In the 1800s, the Chisholm Trail was a major pipeline for cowboys and ranchers herding cattle from southern Texas to Abilene, Kans. Though the trail has been replaced by modern transportation, its iconic status in cowboy mythology remains strong today.
Pastor Stan Norman hopes to capture the legacy of the Chisholm Trail, and translate that into a spiritual metaphor for the BIC church he’s planting in Abilene. “God’s Trail Begins Where Yours Ends,” read the pamphlets announcing New Trail Fellowship Church, which Norman hopes will draw “country music lovers, cowboys, and country folk” from Abilene and the surrounding areas.
“I want to use language that the cowboy culture will understand,” says Norman. For example, he hopes to preach his first message on the familiar story of Jesus meeting the Samaritan woman at the well (John 4) by using the metaphor of his own struggle to break in a stubborn, rebellious heifer on a friend’s ranch. “I was trying to lead the heifer to water, to give her what she needed,” Norman recalls, relating the story. “Just like Jesus, who was trying to lead the Samaritan woman to living water.”

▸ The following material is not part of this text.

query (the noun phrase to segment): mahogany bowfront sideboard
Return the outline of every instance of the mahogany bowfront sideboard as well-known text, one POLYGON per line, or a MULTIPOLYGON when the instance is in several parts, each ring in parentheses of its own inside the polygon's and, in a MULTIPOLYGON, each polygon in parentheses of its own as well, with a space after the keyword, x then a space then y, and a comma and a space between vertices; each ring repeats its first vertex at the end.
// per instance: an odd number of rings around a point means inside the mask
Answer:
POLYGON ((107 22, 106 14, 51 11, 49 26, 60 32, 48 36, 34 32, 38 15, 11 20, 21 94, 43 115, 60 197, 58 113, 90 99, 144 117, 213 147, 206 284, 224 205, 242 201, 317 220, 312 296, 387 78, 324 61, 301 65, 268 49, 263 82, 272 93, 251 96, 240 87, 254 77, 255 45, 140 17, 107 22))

Building on a foundational group of “cowboys” who have been meeting for a weekly Bible study, the church plant will officially open in September. Services will be held in a barn and feature a “country music” style of worship.
“God has really prompted my heart to start this church,” says Norman, who formerly served as the pastor of the Abilene BIC congregation. “We’re getting back to the basics. Cowboy people want the basics.”